It happened to me last night—five calls, all from West Africa, only one ring each.
The Federal Communications Commission issued a warning about this type of scam call on Friday. According to the alert, if you are called several times in a row, with only one ring each call—then whoever is behind the calls is probably trying to get you to call the number back.
If you were to return the call, a person or a recording might answer, in an effort to keep you on the phone. And as you try to make sense of the call, you’d be taking on expensive toll charges, much like if you were to call a 900 number. But you probably wouldn’t know until you got the phone bill. The per-minute rate of making the call would depend on your carrier, your location, and how long you spend on the line.
This specific type of scam call is known as “one ring” or “Wangiri,” Japanese for one telephone ring, and it’s one iteration of international revenue share fraud.
“International revenue share fraud is when fraudsters intentionally drive phone calls to premium rate phone numbers,” Tim Prugar, vice president of fraud-detection company Next Caller told the New York Times. “These fraudsters get a kickback from the call.”
A report from robocall monitoring and blocking service YouMail estimates there were 4.9 billion robocalls made to U.S. residents in April.

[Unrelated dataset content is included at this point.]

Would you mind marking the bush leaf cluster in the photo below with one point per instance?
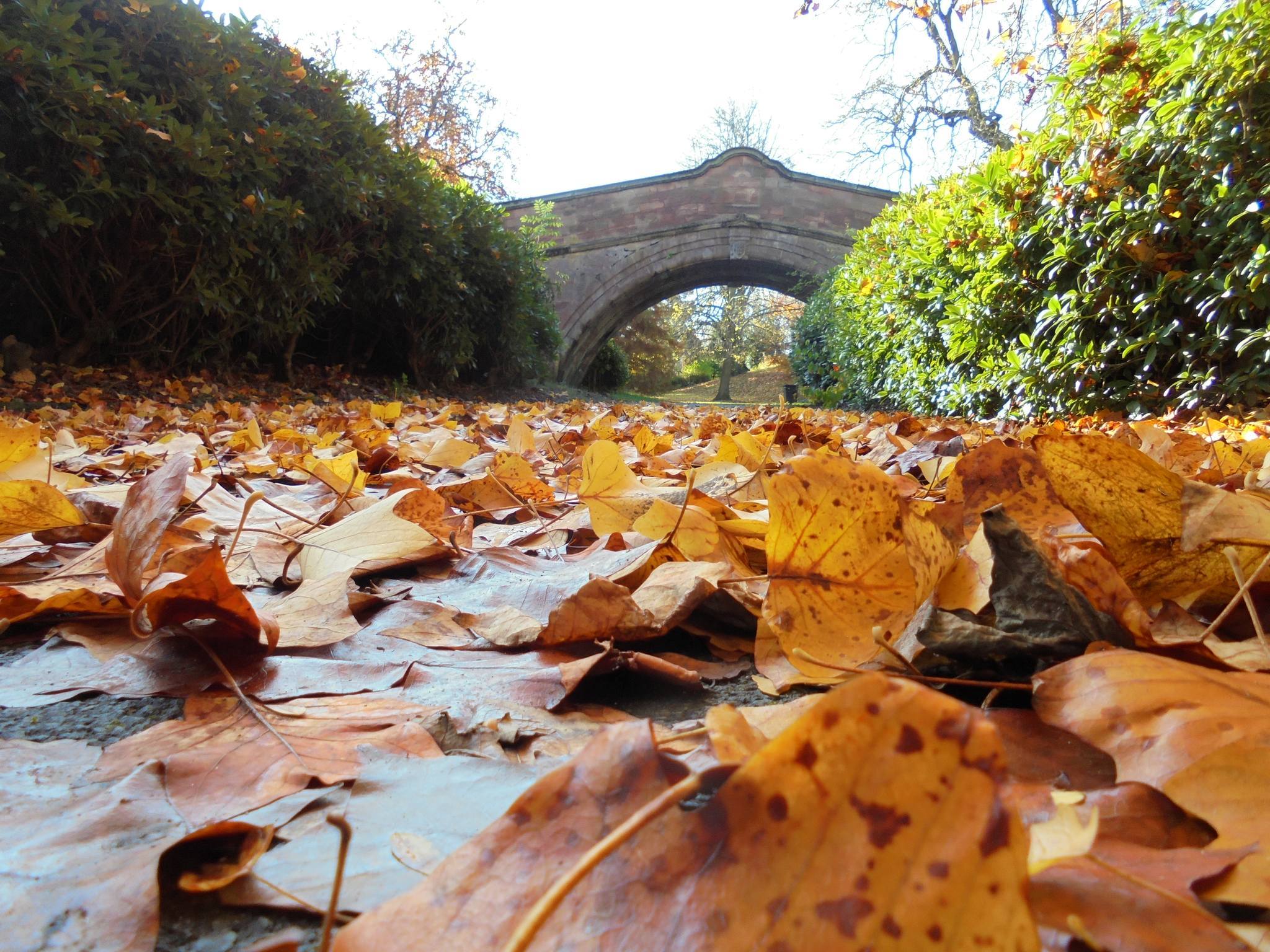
(177, 190)
(1114, 258)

According to the FCC, recent reports show a surge in these one-ring scam calls happening in recent days in Arizona and New York, largely coming from a “222" country code, which belongs to Mauritania, Africa. My one-ring calls last night came from “232,” the country code for Sierra Leone.
Scammers can use software to spoof phone numbers and cheaply blast many phones in one area with robocalls. Prugar told the Times that perhaps one percent of robocalls lead to someone calling back—but if an operation can cheaply make 100 million calls, that would then bring in 1 million hits.
The FCC has asked targets of this type of scam to file a complaint with the agency.